Pancreatic cancer (PAC) is one of the most lethal malignant neoplasms with poor prognosis and high mortality. Emerging evidence has revealed that abnormal tumor lipid metabolism and tumor-associated macrophages (TAMs) significantly contribute to PAC development and progression. Therefore, concurrently reprogramming tumor lipid metabolism and regulating TAMs function could be a promising strategy for effective PAC therapy. Herein, we identified an important enzyme catabolizing lipids (monoacylglycerol lipase, MGLL) and a key receptor regulating macrophage phenotype (endocannabinoid receptor-2, CB-2) that are over-expressed in PAC cells and on TAMs, respectively. Based on this finding, we developed a reduction-responsive poly (disulfide amide) (PDSA)-based nanoplatform for systemic co-delivery of MGLL siRNA (siMGLL) and CB-2 siRNA (siCB-2).

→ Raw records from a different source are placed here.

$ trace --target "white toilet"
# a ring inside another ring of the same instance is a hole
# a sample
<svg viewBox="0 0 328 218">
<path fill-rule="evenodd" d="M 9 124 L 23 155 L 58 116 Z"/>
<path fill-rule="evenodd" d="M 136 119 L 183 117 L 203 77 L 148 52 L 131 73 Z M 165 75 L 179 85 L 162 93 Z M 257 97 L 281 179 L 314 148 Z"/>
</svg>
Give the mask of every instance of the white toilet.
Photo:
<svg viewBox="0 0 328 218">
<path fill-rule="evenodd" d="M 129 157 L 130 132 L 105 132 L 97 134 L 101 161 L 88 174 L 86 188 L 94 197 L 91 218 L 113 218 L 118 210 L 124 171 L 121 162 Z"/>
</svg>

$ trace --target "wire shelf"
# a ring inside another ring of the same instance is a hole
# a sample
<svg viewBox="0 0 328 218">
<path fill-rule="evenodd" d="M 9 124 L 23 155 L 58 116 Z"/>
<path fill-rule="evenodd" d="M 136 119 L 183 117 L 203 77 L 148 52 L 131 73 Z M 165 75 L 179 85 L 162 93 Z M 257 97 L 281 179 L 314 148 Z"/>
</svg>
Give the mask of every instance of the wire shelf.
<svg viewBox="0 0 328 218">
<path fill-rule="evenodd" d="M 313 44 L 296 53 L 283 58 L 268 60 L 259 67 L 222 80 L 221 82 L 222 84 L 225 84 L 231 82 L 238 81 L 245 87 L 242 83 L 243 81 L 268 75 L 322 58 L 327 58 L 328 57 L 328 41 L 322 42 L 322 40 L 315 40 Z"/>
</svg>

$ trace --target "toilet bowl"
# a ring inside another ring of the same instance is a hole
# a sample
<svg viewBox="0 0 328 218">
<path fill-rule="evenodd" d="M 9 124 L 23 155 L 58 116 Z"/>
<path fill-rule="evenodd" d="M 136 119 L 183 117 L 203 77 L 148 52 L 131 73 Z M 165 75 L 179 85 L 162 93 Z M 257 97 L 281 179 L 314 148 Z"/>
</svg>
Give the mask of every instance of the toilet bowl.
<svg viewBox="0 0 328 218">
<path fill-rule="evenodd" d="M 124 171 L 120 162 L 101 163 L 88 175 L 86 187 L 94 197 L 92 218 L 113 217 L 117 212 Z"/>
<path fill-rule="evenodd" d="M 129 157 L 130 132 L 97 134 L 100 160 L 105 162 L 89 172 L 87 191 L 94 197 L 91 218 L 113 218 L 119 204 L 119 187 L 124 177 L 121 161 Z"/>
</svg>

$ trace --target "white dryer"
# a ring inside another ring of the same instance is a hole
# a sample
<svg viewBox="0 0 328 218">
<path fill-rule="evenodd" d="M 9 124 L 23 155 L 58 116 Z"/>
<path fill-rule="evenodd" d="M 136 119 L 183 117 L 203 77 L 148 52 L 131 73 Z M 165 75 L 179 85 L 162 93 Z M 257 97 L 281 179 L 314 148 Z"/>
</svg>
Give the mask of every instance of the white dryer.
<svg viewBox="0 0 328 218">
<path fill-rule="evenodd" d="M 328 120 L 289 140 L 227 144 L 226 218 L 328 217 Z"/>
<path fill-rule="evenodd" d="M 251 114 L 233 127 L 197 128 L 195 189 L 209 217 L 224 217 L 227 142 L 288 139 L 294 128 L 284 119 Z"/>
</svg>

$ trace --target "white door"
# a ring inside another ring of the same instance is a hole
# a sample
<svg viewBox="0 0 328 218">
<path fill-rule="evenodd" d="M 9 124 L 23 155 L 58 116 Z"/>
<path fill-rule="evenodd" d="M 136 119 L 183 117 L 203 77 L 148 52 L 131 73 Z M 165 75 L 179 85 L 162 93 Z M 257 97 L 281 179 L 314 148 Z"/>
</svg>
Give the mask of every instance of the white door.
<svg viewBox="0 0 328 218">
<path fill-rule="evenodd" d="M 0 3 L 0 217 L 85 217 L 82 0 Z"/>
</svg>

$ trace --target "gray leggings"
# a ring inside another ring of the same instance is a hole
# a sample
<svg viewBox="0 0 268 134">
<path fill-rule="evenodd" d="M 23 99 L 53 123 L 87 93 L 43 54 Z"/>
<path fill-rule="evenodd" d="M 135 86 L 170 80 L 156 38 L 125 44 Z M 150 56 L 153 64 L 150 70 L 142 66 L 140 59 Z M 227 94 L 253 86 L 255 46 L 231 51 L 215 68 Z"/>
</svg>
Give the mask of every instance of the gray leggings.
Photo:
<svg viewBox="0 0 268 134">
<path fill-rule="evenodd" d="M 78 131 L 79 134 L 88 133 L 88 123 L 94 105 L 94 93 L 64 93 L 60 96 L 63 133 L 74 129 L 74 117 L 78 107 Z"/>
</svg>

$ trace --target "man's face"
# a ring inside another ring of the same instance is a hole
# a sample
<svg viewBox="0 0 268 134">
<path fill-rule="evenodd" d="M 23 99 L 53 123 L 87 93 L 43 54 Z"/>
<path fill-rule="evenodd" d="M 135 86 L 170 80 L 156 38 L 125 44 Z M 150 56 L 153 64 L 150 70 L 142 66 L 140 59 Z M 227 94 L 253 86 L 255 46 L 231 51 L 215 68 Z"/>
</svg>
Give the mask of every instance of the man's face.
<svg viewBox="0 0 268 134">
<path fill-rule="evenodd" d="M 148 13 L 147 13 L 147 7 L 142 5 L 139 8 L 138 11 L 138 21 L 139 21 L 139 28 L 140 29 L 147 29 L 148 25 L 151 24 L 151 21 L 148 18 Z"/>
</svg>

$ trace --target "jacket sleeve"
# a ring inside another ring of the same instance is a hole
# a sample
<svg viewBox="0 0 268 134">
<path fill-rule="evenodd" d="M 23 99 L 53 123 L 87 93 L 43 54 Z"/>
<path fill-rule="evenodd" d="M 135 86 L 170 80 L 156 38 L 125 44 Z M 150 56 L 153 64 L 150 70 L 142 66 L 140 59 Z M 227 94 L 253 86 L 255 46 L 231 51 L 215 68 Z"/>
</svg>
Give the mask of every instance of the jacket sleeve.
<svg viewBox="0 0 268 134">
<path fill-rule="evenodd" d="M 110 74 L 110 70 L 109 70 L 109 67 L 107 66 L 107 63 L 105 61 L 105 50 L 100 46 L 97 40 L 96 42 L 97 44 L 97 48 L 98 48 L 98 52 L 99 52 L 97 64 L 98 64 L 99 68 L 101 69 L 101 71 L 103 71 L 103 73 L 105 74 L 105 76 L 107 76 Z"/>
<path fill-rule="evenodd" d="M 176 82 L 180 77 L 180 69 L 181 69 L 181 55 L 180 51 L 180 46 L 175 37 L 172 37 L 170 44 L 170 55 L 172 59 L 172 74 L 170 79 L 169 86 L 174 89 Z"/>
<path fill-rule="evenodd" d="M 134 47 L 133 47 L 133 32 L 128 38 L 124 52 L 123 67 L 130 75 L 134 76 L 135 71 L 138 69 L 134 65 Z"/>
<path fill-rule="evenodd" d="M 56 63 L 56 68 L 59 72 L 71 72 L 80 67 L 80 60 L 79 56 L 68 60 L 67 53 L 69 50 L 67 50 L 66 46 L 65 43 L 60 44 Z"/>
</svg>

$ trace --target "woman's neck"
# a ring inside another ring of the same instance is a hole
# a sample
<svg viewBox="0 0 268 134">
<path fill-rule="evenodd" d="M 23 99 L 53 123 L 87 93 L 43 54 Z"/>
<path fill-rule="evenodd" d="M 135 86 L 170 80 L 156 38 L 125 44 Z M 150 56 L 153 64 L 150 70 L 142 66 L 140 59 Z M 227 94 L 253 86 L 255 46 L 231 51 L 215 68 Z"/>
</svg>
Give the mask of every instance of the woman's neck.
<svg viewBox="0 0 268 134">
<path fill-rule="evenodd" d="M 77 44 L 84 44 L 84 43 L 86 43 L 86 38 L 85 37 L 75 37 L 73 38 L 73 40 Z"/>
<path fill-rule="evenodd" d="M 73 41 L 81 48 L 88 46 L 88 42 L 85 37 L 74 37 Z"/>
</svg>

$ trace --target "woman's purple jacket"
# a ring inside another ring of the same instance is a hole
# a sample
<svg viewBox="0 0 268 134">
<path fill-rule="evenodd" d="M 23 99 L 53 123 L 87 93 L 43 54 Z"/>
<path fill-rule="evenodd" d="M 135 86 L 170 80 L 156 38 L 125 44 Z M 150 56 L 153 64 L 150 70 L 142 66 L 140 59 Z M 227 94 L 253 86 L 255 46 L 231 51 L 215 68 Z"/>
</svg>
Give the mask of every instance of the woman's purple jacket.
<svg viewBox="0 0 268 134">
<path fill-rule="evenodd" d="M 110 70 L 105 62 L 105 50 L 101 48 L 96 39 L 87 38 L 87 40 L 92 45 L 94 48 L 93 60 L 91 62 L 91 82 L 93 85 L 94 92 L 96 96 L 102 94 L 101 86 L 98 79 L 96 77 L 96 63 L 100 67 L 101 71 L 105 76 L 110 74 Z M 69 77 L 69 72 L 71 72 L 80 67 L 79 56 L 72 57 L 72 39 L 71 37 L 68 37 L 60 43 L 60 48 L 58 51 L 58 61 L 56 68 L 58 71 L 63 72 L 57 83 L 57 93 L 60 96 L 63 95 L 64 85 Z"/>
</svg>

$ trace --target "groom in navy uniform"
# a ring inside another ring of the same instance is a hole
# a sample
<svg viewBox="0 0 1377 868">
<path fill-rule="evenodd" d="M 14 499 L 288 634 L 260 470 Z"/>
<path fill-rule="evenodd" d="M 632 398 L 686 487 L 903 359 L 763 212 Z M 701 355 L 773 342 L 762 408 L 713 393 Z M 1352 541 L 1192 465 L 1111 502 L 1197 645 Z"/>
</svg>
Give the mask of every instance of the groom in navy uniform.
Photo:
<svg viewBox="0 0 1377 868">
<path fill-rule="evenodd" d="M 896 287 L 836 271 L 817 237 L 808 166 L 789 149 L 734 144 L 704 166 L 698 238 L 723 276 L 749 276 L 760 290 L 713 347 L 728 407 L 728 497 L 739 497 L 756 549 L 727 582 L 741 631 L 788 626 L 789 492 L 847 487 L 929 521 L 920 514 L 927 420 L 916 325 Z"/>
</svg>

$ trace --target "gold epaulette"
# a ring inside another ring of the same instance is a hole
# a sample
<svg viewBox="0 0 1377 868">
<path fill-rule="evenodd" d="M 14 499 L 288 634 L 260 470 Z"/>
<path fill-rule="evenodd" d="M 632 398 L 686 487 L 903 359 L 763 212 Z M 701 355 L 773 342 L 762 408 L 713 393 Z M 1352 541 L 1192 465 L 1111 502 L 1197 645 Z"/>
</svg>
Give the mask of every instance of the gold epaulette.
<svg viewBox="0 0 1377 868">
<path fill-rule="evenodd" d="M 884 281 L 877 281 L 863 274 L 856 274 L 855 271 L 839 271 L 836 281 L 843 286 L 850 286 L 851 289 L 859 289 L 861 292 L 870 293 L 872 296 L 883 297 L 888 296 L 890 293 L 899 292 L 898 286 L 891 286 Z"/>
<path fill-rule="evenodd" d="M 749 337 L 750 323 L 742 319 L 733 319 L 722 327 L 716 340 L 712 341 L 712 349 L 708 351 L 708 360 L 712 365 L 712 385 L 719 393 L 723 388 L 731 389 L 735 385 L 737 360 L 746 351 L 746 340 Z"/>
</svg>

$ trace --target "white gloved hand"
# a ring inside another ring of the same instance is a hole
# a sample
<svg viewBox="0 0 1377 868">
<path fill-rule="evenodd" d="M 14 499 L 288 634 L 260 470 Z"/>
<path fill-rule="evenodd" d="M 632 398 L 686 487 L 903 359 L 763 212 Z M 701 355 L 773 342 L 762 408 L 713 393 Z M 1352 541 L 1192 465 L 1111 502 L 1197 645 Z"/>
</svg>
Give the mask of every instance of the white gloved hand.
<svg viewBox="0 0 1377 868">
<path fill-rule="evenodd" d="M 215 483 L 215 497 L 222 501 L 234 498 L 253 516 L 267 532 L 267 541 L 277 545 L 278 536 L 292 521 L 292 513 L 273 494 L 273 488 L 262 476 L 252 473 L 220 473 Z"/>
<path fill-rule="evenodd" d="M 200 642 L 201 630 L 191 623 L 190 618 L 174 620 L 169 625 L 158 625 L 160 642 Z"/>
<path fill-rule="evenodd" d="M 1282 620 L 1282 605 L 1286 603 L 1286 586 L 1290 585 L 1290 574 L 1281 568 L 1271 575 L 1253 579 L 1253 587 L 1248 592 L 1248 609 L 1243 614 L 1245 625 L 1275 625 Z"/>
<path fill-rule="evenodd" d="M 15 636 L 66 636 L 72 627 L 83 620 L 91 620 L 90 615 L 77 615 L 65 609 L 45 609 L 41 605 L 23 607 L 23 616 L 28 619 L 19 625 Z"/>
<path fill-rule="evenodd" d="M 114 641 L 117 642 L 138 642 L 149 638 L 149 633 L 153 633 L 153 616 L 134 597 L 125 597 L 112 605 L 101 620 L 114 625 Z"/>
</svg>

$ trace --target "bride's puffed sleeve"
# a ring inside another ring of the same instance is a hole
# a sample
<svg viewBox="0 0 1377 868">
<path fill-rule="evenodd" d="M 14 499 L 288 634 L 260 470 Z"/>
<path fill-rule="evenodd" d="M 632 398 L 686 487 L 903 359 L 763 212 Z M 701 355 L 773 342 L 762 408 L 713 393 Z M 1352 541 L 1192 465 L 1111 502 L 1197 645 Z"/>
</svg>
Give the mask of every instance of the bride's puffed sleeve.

This nanoplatform could utilize its reduction-responsive characteristic to rapidly release siRNA for efficient silencing of MGLL and CB-2, inducing concurrent suppression of free fatty acids (FFAs) generation in PAC cells and repolarization of TAMs into tumor-inhibiting M1-like phenotype. With this suppressed FFAs generation to inhibit nutrient supply for tumor cells and repolarized TAMs to secrete tumoricidal cytokines such as TNF-α and IL-12, a combinational anticancer effect could be achieved in both xenograft and orthotopic PAC tumor models.